BETANEWS.ID, KUDUS – Ketua Forum Komunikasi Disabilitas Kudus (FKDK) Rismawan Yulianto mengatakan, Kabupaten Kudus saat ini masih jauh dari kata ramah terhadap penyandang disabilitas, terutama hal pekerjaan. Dia mengeluhkan minimnya kesempatan bekerja bagi penyandang disabilitas di Kota Kretek.
“Selama ini kami tak pernah diberi kesempatan di Kudus. Bagaimana kita bisa menunjukkan kemampuan kami, jika kesempatan itu tak pernah diberikan,” ujar Rismawan saat ditemui di Aula DPRD Kudus, saat Peringatan Hari Disabilitas Internasional, Minggu (11/12/2022).

Baca juga: FKDK Minta Pemkab Kudus Aktif Berdayakan Pekerja Difabel
Bahkan dibanding Kabupaten Jepara, ungkapnya, Kabupaten Kudus masih kalah jauh dalam hal ramah terhadap disabilitas. Sebab, selama ini Kota Ukir itu jadi jujugan penyandang disabilitas Kudus untuk bekerja.
“Justru selama ini, Kabupaten Jepara yang memberikan kami kesempatan untuk bekerja. Di Kudus, selama ini kami tak pernah diberi kesempatan,” tandasnya.

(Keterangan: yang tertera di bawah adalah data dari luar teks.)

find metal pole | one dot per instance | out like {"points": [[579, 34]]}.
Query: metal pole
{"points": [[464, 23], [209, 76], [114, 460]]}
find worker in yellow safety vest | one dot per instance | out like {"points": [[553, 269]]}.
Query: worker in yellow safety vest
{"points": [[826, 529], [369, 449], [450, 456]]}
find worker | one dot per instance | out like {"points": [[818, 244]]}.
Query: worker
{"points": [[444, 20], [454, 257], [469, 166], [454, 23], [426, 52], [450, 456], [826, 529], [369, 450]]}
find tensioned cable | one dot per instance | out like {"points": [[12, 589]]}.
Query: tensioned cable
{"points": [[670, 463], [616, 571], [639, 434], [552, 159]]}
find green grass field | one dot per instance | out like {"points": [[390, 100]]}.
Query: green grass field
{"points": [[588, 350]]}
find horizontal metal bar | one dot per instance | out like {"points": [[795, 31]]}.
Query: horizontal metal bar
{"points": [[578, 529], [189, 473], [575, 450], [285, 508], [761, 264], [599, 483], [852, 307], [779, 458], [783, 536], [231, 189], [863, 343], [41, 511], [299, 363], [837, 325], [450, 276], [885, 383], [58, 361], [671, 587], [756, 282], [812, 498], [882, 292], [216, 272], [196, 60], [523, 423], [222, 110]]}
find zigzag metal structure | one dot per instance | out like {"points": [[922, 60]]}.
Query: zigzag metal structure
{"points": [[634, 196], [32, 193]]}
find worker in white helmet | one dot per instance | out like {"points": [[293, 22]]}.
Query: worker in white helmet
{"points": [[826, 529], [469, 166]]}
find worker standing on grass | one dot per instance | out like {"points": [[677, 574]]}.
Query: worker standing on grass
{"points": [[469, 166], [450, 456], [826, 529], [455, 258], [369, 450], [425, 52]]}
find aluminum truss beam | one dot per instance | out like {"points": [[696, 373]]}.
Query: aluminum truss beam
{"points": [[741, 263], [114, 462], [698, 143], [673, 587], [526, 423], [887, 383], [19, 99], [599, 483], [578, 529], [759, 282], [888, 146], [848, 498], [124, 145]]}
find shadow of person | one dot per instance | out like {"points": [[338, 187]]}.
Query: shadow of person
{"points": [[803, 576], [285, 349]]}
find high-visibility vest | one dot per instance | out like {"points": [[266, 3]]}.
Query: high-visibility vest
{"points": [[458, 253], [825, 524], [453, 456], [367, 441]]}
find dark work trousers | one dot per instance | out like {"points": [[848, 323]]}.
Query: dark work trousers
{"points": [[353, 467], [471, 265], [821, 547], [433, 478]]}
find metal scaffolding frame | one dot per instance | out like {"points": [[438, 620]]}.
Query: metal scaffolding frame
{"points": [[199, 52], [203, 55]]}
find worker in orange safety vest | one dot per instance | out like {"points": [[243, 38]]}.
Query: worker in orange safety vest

Oleh karenanya pada momen peringatan Hari Disabilitas Internasional ini, ia ingin mengingatkan, semua pihak stakeholder untuk lebih peka terhadap isu-isu disabilitas. Termasuk pemenuhan hak penyandang disabilitas di Kudus.
“Sebab, selama ini Pemkab Kudus itu memang kurang perhatian terhadap penyandang disabilitas. Sehingga, masih kurang jika Kudus dikatakan Kota Inklusi, kota yang ramah ramah disabilitas,” jelas warga Desa Hadipolo, Kecamatan Jekulo, Kudus.
Baca juga: Bupati Kudus Akan Fasilitasi Pertemuan Antara Penyandang Disabilitas dengan Perusahaan
Penyandang disabilitas lain di Kudus yakni, Suryoso menambahkan, bahwa pada peringatan Hari Disabilitas Internasion dan HUT FKDK ini, pihaknya mengusung tema ‘Berdaya, Berkarya dan Setara’. Berdaya mempunyai arti kemampuan untuk mandiri dan berkarya mempunyai karya sama seperti orang pada umumnya. Serta setara, yakni punya hak yang sama di hadapan undang-undang.
“Jadi kita itu ingin dihargai dengan hak yang sama, tidak dikesampingkan, tidak dikucilkan. Kita perjuangkan tiga hal tersebut,” pungkasnya.